An MS sink output record looks like this:
output := [ sink_type = 'ms_out', # sink type
# data_column = 'DATA', # optional tile column mappings
# predict_column = 'MODEL_DATA',
# residuals_column = 'CORRECTED_DATA'
flag_mask = 0 # output flag mask, 0 for none
];
The _column fields specify where to put the tiles' output columns. Typically, MeqSinks will be configured to dump data into the PREDICT or RESIDUALS column of a tile, these columns are then mapped to MS columns according to the _column fields. If a _column field is missing, then that tile column is ignored. Note that if the named MS column does not exist, the sink will create it; however, many AIPS++ tools (imager, etc.) only support the three standard columns named here, so this is of limited use.
The flag_mask field controls the writing of data flags. Tile flags are 32-bit masks, while AIPS++ flags are boolean. Tile flags are bitwise-ANDed with the mask to yield a boolean. If the mask is 0, then tile flags are not written out.
An MS output sink with no _columns specified and a flag_mask of 0 is the sink equivalent of /dev/nulll.
BOIO Output Sinks
BOIO output is an order of a magnitude faster than writing to an MS, so it may be good to use it when you're just experimenting. A separate command-line tool exists (NB: almost...) to write a BOIO file into an MS.

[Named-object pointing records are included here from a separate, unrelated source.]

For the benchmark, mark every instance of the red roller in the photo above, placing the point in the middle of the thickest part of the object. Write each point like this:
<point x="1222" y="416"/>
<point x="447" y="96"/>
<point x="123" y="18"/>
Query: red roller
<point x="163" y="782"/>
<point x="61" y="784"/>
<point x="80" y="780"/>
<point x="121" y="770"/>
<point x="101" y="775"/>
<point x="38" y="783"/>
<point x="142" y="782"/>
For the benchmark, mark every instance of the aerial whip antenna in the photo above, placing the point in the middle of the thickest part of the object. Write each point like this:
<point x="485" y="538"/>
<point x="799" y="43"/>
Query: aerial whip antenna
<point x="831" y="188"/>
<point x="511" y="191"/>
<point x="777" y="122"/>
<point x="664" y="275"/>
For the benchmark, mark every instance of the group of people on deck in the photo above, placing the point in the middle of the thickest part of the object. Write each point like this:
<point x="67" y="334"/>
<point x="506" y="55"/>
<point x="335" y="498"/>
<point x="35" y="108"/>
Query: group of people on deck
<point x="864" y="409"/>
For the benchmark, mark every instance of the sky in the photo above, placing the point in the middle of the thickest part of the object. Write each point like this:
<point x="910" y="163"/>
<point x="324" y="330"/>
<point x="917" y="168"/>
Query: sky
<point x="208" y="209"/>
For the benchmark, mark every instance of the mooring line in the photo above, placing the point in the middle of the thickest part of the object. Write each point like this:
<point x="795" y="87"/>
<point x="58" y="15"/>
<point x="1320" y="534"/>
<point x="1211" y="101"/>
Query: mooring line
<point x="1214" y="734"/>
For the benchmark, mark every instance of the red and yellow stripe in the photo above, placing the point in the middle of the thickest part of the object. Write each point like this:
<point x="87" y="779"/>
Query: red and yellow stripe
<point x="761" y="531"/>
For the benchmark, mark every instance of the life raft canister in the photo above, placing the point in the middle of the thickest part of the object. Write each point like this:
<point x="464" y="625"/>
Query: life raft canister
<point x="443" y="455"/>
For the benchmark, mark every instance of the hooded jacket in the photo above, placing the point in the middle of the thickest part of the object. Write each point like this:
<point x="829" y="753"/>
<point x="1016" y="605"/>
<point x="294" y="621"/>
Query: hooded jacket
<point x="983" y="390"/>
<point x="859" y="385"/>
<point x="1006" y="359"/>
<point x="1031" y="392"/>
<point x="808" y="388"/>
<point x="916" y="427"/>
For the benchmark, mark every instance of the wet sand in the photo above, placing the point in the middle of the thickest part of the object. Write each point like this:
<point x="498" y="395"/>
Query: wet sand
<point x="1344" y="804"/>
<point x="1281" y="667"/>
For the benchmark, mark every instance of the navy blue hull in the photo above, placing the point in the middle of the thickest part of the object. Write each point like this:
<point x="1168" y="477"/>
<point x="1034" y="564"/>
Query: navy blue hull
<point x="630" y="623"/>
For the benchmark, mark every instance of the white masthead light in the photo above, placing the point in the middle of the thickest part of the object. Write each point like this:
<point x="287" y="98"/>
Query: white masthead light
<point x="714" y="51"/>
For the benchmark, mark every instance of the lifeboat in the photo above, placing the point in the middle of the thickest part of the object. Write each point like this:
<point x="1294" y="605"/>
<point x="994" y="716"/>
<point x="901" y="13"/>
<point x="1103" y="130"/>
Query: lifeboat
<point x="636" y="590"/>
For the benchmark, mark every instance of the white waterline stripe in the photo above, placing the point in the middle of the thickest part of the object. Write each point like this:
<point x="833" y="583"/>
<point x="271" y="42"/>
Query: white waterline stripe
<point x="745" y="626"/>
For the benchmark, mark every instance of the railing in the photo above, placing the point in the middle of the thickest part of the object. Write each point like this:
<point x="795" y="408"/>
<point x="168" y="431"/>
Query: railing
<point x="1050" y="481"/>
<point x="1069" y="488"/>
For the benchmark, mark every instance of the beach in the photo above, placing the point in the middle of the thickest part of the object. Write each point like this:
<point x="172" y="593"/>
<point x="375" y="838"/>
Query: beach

A BOIO output sink record looks like this:
input := [ sink_type = 'boio', # sink type
boio_file_name = 'test.ms.boio' # output file
boio_file_mode = 'W' # W to write new file, A to append
];
The sink simply dumps the stream to a flat BOIO file. Append mode may be used to concatenate multiple streams, which BOIO input sinks can automatically read in one by one.
An Example
Here's a Glish example of making event sinks, MeqSpigots and MeqSinks work together:
# initialize meqserver
mqs.init([output_col="PREDICT"],
output=[predict_column='MODEL_DATA',flag_mask=0]);
# no stream is read yet since no input record is specified
# ...
# create spigot
spigrec1 := meqnode('MeqSpigot','spigot1');
spigrec1.input_col := 'DATA';
spigrec1.station_1_index := 1;
spigrec1.station_2_index := 2;
mqs.meq('Create.Node',spigrec1);
#
# ...
# create sink
sinkrec := meqnode('MeqSink','sink1',children="compare");
sinkrec.output_col := 'PREDICT';
sinkrec.station_1_index := 1;
sinkrec.station_2_index := 2;
mqs.meq('Create.Node',sinkrec);
# ...
inputrec := [ sink_type='ms_out',
ms_name = 'test.ms',
data_column_name = 'DATA',
tile_size=5,
selection = [=] ];
# this starts the input stream
mqs.init(input=inputrec);
This exaple maps the MS "DATA" column via the tile DATA column to the input of a MeqSpigot, and maps the output of a MeqSink via the tile PREDICT column to MS column "MODEL_DATA".